Background
Three months ago, when the Minister of Finance and Economic Development gazetted SI 142/2019 declaring RTGS dollars to be the only legal tender in Zimbabwe, press headlines referred to the “outlawing” of the use of the US dollars and other foreign currencies in Zimbabwe. Ministers and officials said the same thing.
In Bill Watch 32/2019 dated 24th June – the same day SI 142 was gazetted – Veritas, however, cautioned that the SI did not in law forbid the use of foreign currencies in Zimbabwe and was, therefore, not as far-reaching as its makers had perhaps intended.
Latest Measures to Outlaw Use of Foreign Currency
The Government has now taken further steps to outlaw the use of all foreign currencies in domestic Zimbabwean transactions. In a Government Gazette Extraordinary released after close of business on Friday 27th June two closely-linked statutory instruments made by the President were published, effective immediately:
This is a ten-page set of regulations made by the President in which he amends the Exchange Control Act to expand his own regulation-making powers under the Act to authorise him to make regulations for “the enforcement of the exclusive use of Zimbabwe dollar for domestic transactions”. The term “domestic transaction” is not defined.
Other amendments to the Act by the SI introduce a detailed “civil penalty” system under which the Reserve Bank is empowered to impose civil penalties for contraventions of regulations made under the new power. The Schedule containing the provisions for civil penalties take up 8 pages of small print [some of them are probably not legal]
The enabling statutory authority cited for the regulations is the Presidential Powers (Temporary Measures) Act. In Veritas’ view this Act is unconstitutional. See comment later in this bulletin.
This is a much shorter set of regulations in which the President uses the new power he has given himself by SI 213 to enact the following general prohibition in section 3(1):
“3.(1) Subject to section 4, no person who is a party to a domestic transaction shall pay or receive as the price or the value of any consideration payable or receivable in respect of such transaction any currency other than the Zimbabwean dollar.”

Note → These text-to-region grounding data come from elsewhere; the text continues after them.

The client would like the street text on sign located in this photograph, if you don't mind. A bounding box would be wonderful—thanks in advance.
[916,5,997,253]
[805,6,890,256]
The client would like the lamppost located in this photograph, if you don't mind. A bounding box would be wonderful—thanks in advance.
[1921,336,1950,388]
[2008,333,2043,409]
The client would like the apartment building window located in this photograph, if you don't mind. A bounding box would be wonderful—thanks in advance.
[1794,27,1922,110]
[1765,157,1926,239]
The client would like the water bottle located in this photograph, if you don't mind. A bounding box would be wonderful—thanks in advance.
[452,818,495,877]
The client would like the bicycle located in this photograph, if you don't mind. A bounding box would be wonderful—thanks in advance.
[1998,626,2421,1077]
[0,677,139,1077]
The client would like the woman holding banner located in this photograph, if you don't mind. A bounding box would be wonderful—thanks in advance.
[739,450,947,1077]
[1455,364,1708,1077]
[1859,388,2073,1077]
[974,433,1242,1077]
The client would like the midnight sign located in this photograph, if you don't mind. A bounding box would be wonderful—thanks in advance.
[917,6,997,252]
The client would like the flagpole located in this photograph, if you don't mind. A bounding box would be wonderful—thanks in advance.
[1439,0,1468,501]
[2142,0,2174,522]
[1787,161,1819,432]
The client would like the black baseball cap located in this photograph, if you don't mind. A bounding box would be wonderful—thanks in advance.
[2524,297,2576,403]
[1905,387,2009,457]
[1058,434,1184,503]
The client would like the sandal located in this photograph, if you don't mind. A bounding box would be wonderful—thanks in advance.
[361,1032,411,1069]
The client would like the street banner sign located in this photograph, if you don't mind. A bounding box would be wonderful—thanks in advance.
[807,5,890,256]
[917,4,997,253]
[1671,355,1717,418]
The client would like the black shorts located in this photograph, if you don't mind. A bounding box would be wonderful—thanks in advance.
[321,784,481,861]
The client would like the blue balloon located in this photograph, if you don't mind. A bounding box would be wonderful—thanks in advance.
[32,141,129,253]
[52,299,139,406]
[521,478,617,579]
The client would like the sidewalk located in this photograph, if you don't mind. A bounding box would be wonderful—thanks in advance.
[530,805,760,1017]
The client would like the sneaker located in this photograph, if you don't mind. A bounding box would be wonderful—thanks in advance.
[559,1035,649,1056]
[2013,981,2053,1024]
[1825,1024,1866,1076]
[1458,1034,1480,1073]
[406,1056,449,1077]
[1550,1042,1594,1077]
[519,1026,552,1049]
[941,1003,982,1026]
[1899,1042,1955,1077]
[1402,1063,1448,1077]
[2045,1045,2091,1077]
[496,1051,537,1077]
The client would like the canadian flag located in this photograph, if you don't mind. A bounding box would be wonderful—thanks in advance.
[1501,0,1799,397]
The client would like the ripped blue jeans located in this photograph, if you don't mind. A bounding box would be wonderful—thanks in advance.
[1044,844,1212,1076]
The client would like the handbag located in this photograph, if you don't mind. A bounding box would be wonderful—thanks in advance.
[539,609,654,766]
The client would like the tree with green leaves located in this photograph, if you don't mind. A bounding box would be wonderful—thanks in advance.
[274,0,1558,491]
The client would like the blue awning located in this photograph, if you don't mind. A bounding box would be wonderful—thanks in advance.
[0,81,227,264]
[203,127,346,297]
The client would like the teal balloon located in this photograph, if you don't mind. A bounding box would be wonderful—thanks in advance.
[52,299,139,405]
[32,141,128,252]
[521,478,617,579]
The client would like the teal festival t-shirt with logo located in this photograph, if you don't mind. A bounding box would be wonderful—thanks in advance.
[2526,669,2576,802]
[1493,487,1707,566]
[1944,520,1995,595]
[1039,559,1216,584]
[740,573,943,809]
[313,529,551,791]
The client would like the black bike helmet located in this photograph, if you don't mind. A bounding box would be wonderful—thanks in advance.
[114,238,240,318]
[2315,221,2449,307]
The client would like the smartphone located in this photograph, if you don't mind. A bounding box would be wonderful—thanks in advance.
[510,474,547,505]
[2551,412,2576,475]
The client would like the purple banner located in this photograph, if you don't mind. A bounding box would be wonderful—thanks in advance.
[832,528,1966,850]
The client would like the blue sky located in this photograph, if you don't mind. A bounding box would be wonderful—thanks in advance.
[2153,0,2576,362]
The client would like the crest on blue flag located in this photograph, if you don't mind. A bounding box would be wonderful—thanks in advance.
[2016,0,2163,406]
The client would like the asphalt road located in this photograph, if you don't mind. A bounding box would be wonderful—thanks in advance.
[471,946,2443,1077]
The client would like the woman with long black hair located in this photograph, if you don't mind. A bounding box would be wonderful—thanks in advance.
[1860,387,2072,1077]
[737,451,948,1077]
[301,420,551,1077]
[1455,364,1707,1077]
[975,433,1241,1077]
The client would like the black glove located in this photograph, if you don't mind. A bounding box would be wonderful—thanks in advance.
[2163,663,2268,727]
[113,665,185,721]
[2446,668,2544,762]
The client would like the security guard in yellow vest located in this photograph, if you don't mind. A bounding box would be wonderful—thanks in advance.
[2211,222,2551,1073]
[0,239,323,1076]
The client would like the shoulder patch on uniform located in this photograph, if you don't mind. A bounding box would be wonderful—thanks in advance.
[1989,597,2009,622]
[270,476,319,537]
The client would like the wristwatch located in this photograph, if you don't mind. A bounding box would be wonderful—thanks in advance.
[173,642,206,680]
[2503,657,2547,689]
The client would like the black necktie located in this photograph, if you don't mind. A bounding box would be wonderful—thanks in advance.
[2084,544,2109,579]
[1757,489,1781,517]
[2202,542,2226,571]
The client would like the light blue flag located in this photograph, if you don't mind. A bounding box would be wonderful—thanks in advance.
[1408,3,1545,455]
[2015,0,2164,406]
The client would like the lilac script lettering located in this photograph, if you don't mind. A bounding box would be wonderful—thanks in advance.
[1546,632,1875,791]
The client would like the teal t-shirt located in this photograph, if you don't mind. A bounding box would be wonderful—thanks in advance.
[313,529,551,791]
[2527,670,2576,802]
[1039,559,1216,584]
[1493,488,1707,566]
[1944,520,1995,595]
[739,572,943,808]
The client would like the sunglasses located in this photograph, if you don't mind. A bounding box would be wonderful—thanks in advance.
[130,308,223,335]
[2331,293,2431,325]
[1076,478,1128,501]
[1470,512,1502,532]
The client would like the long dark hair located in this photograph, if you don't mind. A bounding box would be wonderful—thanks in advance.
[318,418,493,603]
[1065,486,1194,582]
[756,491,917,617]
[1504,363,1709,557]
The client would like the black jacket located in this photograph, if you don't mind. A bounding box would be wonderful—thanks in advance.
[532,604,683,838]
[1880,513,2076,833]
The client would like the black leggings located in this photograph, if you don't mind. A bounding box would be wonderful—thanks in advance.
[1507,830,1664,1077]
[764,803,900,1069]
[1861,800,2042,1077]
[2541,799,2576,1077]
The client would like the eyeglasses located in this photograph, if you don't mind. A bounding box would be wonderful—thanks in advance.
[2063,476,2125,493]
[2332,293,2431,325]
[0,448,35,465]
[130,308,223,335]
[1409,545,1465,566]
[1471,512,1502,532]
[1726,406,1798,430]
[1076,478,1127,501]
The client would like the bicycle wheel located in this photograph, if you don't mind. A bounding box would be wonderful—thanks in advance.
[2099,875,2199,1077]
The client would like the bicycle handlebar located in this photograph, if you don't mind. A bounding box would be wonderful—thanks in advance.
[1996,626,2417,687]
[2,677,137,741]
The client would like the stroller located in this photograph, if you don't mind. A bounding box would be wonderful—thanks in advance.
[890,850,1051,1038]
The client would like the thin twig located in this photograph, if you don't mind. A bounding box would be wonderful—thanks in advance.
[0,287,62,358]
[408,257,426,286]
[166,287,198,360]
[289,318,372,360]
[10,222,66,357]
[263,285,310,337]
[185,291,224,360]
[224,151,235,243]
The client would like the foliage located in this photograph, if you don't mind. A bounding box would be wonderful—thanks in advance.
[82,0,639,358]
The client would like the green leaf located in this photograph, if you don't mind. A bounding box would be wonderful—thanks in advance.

Section 3(2) is a continuation of the general prohibition, commencing “In particular” and giving specific examples of forbidden activities. Section 3(3) makes any person contravening the prohibition liable to civil penalties to be imposed by the Reserve Bank in terms of the Exchange Control Act as amended by SI 213. [Again the form of the civil penalties is probably not legal.]
There is a definition of “domestic transaction” which only becomes comprehensible when read with the details in section 3(3).
Section 4 lists transactions excluded from the scope of the prohibition, including transactions conducted through authorised dealers [e.g., banks] for which payments in foreign currency are permitted by Exchange Control directives. Section 5 allows sales of petrol, diesel and other petroleum products to Guests of State [diplomats and staff of gazetted regional or international organisations] at fuel outlets specially licensed for the purpose by the Zimbabwe Energy Regulatory Authority.
Legal Issues
Are the two statutory instruments legally assailable? If, as we think, the Presidential Powers (Temporary Measures) Act is unconstitutional and void, and if a court were to so decide, the legal bases of both SI 213/2019 and SI 212/2019 would disappear and they, too, would be void and of no effect in law.
Is the Presidential Powers (Temporary Measures) Act constitutional?
Veritas’ position on the Presidential Powers (Temporary Measures) Act has been repeatedly stated in our bulletins: we believe the Act became unconstitutional and void when the present Constitution came into force in August 2013. And it should not be used to make regulations amending Acts of Parliament.
A recent and highly relevant High Court decision
Only nine days before SI 213 was gazetted, a judgment handed down in the High Court decided, that section 3 of the Finance Act is unconstitutional to the extent that it enables the Minister of Finance and Economic Development to amend a rate of tax stated in another provision of the same Act. Parliament, ruled Justice Zhou, cannot delegate to a Minister its own primary power to amend an Act of Parliament.
In addition, as a matter of principle it is highly undesirable that measure of such impact should be enacted through regulations rather than an Act of Parliament. They should be subjected to full analysis, questioning and debate by both Houses of Parliament before enactment.